The downside to mandatory password changes

Q: Is requiring users to regularly change their passwords a good idea?

Passwords are often referred to as the weakest link in security by many cybersecurity professionals, primarily because of the human element.

Most systems require users to include upper and lower case letters, at least one number, and in some cases, at least one special character.

Human behavior is very predictable by sophisticated hackers and when left to their own abilities, the average user will create weak passwords that are easy to break because it’s just not an intuitive process.

With this in mind, many researchers are suggesting that forcing users to regularly change their passwords, which is common in corporate settings, can actually encourage the creation of weaker passwords.

Creating strong passwords for each of your accounts is hard enough, so forcing users to regularly come up with new ones tends to create an environment where human nature takes over.

It makes technical sense

From a purely technical viewpoint, regularly changing passwords makes sense, as it renders compromised passwords useless, but it ignores the reality that humans are involved.

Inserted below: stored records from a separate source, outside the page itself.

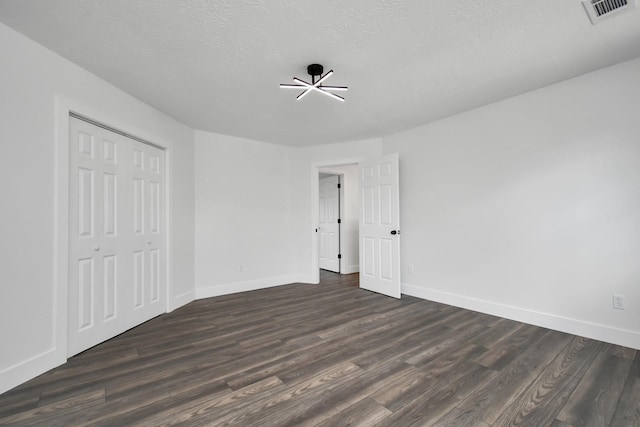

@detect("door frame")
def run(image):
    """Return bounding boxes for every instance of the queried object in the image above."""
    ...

[51,95,173,364]
[309,156,366,283]
[318,172,344,274]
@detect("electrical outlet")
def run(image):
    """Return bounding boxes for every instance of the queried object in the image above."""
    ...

[613,294,624,310]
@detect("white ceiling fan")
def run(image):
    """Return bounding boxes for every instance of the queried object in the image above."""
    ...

[280,64,348,102]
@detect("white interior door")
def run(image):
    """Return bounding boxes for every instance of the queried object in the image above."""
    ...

[318,175,340,273]
[67,118,166,356]
[360,153,400,298]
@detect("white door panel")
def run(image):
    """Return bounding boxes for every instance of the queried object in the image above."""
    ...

[68,118,165,355]
[360,154,400,298]
[318,175,340,273]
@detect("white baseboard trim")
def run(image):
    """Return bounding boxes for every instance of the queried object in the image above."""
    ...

[167,289,196,313]
[195,275,302,299]
[402,284,640,350]
[0,348,66,394]
[340,264,360,274]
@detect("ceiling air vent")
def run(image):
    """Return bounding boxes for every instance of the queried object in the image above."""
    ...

[582,0,636,25]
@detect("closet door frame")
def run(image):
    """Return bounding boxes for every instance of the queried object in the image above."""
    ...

[54,95,175,369]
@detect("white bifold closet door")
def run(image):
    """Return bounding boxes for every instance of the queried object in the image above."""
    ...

[68,117,166,356]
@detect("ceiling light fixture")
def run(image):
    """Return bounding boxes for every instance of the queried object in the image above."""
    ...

[280,64,348,102]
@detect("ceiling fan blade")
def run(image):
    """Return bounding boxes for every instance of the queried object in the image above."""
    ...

[314,87,344,102]
[313,70,333,87]
[280,83,307,89]
[318,86,349,90]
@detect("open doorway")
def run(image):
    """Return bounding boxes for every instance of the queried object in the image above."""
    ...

[316,164,360,274]
[318,172,344,273]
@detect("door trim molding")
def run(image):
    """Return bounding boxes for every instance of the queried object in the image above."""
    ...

[54,95,174,362]
[309,156,366,283]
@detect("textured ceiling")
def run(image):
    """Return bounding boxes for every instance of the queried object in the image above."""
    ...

[0,0,640,146]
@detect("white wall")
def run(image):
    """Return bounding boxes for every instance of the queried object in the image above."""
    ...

[195,131,296,298]
[0,24,194,393]
[320,165,360,274]
[287,139,382,283]
[383,59,640,349]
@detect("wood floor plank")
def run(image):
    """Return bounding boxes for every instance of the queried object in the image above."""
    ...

[314,397,392,427]
[557,351,632,426]
[600,351,640,427]
[494,337,604,426]
[458,330,572,424]
[0,272,640,427]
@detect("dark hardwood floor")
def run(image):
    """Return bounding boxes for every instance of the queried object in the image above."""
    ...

[0,272,640,427]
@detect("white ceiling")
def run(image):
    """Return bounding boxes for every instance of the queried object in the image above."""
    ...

[0,0,640,146]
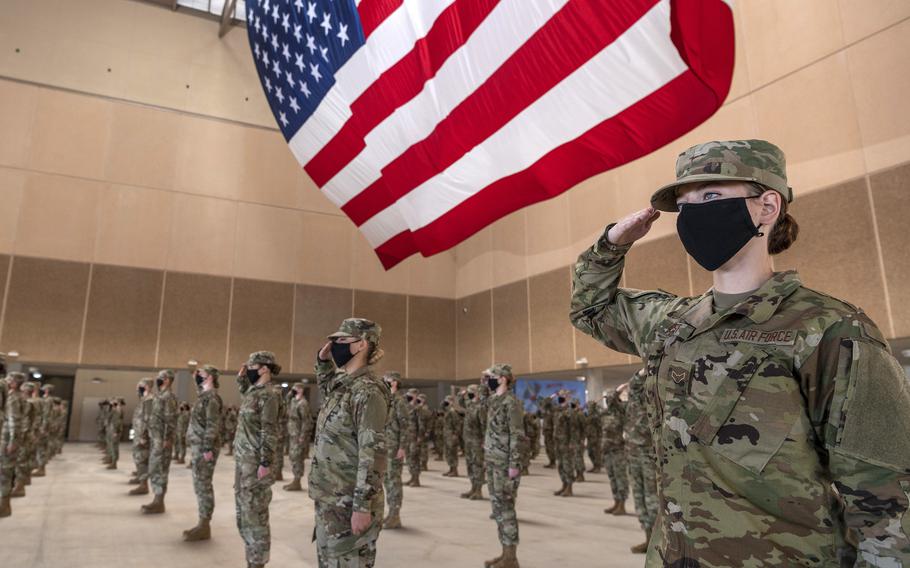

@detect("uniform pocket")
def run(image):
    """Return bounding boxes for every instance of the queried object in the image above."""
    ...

[689,347,802,475]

Several researchers have published studies over the years warning of the unintended consequences of regularly forced password changes and one of the more prominent figures to speak out on this common practice is the Chief Technologist for the FTC Lorrie Cranor.

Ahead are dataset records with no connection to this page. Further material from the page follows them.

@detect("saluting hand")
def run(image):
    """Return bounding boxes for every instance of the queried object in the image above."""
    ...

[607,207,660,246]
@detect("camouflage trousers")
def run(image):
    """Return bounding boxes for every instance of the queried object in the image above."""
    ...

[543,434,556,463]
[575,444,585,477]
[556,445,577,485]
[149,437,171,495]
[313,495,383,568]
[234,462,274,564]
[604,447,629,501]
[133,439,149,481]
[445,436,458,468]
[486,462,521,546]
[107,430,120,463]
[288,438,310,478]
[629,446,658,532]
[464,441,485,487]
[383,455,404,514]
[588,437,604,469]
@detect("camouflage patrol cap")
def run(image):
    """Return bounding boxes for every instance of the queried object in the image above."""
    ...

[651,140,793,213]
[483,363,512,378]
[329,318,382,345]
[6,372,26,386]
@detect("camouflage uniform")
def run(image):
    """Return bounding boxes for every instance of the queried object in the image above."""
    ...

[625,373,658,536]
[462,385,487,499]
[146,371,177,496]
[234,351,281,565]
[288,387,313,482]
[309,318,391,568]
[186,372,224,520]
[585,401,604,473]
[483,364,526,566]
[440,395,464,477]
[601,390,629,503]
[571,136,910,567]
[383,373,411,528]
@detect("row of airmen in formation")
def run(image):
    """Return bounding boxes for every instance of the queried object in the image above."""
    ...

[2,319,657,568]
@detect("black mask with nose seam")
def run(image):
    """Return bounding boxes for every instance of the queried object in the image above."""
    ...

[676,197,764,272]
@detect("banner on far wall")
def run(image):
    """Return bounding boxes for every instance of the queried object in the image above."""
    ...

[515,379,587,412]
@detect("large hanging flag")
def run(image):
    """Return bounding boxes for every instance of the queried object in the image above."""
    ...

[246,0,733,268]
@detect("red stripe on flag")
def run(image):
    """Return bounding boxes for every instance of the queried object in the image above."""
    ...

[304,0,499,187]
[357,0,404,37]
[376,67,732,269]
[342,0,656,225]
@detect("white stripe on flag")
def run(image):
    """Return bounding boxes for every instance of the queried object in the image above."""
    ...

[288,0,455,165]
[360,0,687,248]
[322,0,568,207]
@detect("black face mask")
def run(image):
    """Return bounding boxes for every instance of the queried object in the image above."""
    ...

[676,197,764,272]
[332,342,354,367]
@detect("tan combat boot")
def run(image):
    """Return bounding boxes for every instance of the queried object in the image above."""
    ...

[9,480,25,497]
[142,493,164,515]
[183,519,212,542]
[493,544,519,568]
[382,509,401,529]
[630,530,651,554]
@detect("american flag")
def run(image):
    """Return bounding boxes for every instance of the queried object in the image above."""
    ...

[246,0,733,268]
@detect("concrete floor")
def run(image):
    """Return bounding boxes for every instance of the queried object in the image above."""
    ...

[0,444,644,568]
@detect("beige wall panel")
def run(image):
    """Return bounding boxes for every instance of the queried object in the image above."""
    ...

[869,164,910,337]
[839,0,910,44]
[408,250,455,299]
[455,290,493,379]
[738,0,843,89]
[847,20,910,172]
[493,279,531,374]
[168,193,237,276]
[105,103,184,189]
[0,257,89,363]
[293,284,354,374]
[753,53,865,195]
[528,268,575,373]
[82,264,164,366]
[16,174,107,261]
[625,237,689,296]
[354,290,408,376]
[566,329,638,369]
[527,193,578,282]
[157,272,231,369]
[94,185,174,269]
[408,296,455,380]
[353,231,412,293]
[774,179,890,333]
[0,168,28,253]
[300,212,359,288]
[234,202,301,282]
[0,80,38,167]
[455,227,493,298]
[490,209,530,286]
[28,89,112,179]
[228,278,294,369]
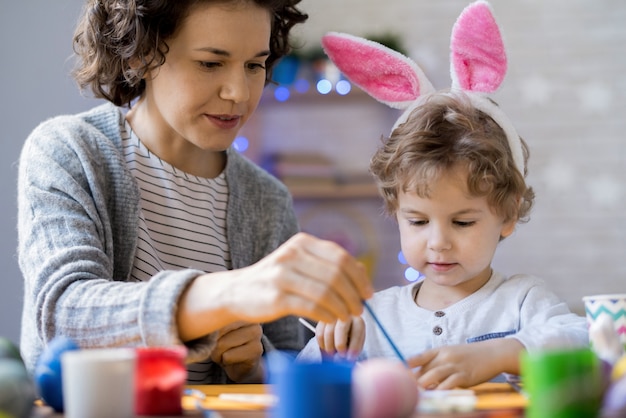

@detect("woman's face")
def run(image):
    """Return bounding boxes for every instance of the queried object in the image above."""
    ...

Her FTC blog titled “Time to rethink mandatory password changes” points to a UNC research paper that showed users tend to use predictable patterns they call “transformations” (like just adding the next number) when regularly required to change passwords.

Cyber thieves know that this behavior is common and have been using password cracking tools that can guess the highest probability for new passwords based on old passwords that have been compromised.

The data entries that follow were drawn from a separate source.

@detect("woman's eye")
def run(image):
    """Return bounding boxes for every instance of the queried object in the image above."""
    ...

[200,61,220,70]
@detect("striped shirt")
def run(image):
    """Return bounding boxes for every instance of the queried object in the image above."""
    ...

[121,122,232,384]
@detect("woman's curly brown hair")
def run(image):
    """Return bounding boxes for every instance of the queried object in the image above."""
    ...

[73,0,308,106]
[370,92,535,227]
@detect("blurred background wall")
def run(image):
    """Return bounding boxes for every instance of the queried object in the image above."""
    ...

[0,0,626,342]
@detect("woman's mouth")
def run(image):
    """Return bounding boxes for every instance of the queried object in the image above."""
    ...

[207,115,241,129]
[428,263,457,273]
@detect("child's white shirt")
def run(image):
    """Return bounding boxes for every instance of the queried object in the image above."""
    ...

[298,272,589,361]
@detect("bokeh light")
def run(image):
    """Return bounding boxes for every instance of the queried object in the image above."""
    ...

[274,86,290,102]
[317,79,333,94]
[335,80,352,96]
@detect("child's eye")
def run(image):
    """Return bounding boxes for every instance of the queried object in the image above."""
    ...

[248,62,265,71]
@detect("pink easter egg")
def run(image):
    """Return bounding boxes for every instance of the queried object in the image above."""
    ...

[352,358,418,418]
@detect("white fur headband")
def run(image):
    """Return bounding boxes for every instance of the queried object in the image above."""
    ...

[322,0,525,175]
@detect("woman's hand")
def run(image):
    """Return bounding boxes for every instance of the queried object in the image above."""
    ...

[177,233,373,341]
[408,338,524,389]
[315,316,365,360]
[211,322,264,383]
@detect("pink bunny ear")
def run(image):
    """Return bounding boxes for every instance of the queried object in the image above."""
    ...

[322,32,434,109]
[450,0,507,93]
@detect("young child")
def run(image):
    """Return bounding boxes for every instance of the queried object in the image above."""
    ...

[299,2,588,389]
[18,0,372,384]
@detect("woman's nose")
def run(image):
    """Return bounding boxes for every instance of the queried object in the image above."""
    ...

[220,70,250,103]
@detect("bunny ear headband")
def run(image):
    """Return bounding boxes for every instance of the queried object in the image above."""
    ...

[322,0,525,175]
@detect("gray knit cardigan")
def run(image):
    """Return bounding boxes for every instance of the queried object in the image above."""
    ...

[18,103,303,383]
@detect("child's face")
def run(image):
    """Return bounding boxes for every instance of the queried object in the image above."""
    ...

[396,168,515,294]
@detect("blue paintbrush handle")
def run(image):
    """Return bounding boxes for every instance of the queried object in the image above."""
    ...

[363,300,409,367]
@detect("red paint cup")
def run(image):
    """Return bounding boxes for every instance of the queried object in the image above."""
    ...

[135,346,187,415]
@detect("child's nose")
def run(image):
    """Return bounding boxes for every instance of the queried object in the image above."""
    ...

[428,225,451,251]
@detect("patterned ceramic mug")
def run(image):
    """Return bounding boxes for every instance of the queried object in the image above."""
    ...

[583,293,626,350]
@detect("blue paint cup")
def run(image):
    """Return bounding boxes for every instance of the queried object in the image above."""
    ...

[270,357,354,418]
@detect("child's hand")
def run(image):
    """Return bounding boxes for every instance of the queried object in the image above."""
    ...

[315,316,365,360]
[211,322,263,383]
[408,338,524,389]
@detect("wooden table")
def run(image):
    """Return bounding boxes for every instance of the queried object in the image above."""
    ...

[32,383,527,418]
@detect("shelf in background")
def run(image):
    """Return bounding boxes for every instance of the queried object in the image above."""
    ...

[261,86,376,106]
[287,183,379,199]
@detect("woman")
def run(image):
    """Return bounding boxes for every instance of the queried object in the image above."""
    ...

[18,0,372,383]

This common human behavior can render the technical benefits of forced password changes useless because cracking the “new password” can actually be made easier over time through pattern recognition.

When you should change passwords

Large scale data compromises seem to be in the news just about every week, and whenever a company that you do business with has been compromised, you should immediately change your password.

Likewise, if your company knows that an outsider may have gained access to their network, forcing everyone to change their passwords is a no-brainer.

If you discover your computer has been infected with malware, especially since often times one infection can lead to many others, you should change your online passwords from another computer or after your computer has been disinfected as a precaution.

Better security measures

Since data breaches and malware are a fact of life these days, assuming that your password is going to be compromised at some point is a good strategy.

Activating two-factor authentication or login approvals (How to setup password fraud alerts) on all of your online accounts provides you with an extra layer of protection when the inevitable occurs.

Virtually every major online service offers this protection and it’s far more effective than regularly changing your passwords because it prevents thieves from gaining access even if they do steal your passwords.